俳句はユーモアを基本に自然の機微を、短歌は宇宙の不思議と生命の哀しさを詠いたい。

短歌と詞書とのコラボ(5)

タガメ(地球博物館にて)

 岡井隆の一連の最後は次のコラボ。

    ふみづき七月や六日も常の夜には似ず (芭蕉
  賜はりしワインをあけむ七日には世界は「意味」と
  なりて輝く


芭蕉の句は、元禄二年(一六八九)四十六歳の作。七月六日夜、直江津の宿で土地の俳人と巻いた連句の発句である。句意は、

七月も今日は六日。明日の夜は花やかな七夕だと思うと、
今宵から空の星、人の有様にも何やらふだんの夜とはどこか違った、
なまめいた趣きが感じられる。


「六日も」で言外に翌日の七夕祭をこめ、ほのぼのとした艶の余情を捉えている。発句の情緒に短歌上句の情緒とが呼応する。七月七日は七夕であり、様々な願い事を書いて竹に飾り、星空に祈る。この有様をウィトゲンシュタインの命題のごとく短歌の下句で詠んだのだ。

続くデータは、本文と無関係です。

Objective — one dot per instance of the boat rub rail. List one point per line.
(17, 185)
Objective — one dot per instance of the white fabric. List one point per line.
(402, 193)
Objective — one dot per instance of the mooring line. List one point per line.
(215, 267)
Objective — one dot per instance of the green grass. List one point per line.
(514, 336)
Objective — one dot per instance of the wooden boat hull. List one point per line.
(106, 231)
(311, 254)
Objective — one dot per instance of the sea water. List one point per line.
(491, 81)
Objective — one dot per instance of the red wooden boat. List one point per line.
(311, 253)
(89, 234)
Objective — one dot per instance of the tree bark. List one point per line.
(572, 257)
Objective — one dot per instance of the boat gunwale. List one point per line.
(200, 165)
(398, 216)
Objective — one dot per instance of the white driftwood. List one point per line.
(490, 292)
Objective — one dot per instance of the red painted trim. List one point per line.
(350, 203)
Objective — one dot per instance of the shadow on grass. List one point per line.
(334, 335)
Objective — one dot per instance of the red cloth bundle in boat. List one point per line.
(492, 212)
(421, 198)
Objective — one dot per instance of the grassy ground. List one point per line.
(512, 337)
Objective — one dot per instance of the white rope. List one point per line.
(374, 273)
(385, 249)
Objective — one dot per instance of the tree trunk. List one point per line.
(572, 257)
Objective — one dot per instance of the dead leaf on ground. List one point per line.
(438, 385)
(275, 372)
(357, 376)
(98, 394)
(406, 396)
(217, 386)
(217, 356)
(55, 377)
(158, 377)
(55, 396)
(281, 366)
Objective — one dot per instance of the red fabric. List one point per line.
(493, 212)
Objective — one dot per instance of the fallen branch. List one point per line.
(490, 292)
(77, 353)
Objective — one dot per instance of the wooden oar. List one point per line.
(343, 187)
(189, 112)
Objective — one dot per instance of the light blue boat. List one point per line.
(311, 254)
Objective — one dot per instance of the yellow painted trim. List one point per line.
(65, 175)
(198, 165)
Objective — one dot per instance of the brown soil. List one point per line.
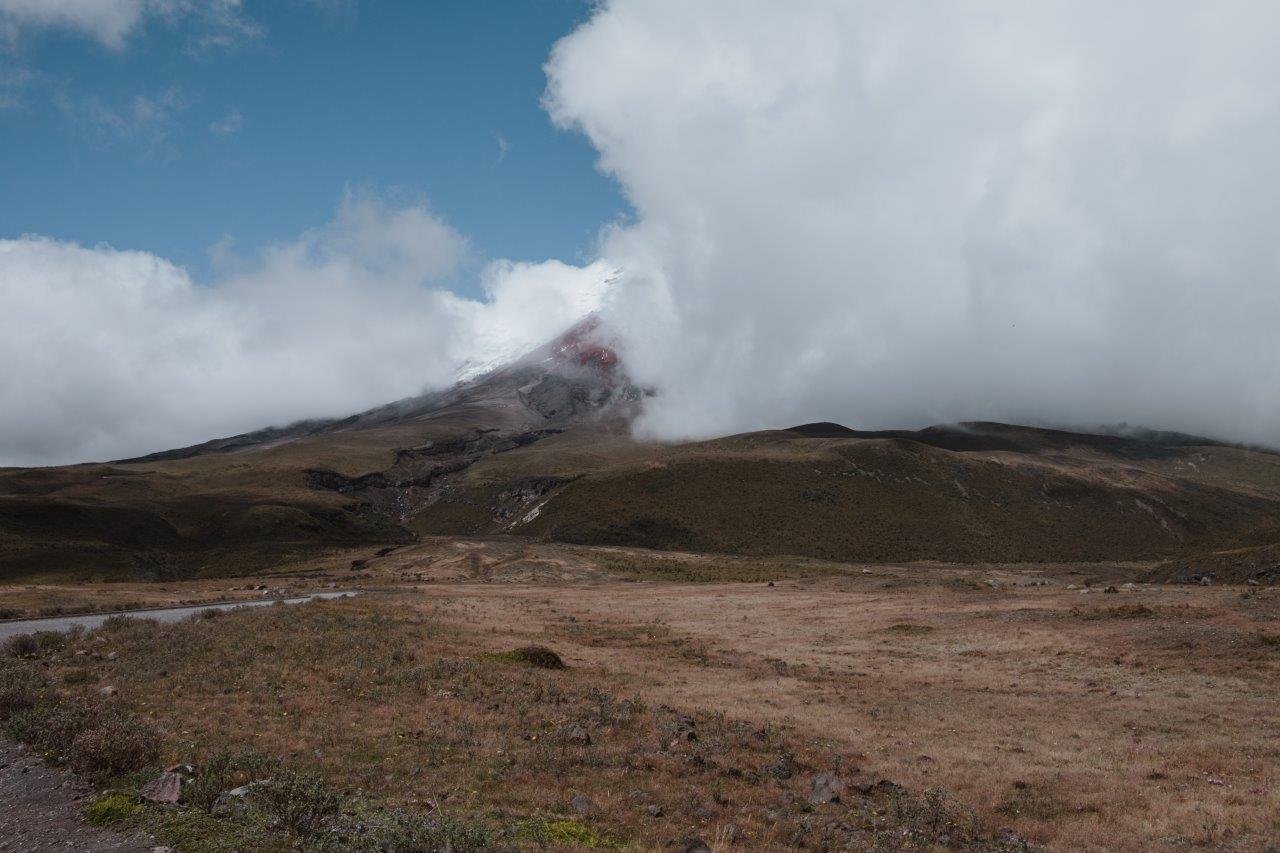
(41, 810)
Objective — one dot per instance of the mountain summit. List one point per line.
(542, 448)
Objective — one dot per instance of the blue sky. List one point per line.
(170, 145)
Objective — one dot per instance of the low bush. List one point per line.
(88, 735)
(112, 808)
(50, 641)
(21, 646)
(296, 802)
(405, 831)
(21, 688)
(538, 656)
(222, 772)
(117, 742)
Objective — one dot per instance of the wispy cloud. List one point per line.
(146, 119)
(231, 123)
(346, 316)
(213, 23)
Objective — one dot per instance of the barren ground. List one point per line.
(1138, 720)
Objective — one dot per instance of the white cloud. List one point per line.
(896, 214)
(119, 352)
(231, 123)
(218, 23)
(149, 119)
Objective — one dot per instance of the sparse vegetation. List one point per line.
(296, 802)
(538, 656)
(21, 646)
(113, 808)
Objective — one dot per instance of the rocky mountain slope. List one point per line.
(542, 448)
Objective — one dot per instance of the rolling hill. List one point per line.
(542, 448)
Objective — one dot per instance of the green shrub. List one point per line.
(538, 656)
(224, 771)
(297, 802)
(53, 726)
(118, 742)
(406, 833)
(112, 808)
(91, 737)
(21, 687)
(50, 641)
(21, 646)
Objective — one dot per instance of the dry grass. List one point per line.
(398, 698)
(1078, 721)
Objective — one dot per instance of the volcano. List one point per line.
(542, 448)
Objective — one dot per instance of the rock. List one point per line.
(165, 788)
(1010, 838)
(781, 769)
(826, 788)
(583, 804)
(579, 735)
(878, 787)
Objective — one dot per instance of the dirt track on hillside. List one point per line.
(40, 810)
(1088, 714)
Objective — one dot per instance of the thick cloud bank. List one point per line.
(112, 354)
(904, 213)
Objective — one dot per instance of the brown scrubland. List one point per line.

 短歌と詞書とのコラボは、岡井隆が発展させた現代の新しい文芸である。連句・歌仙の文芸の応用と考えると理解しやすいか? 即ち、付け合いの手法である。縁語、懸詞によって仕立てる物付、前句の意味から発想する心付、情趣の感合を旨とする匂付 など。
 前衛歌人いまだ健在といったところ。百年後も研究対象となるような作品を目指しているように見える。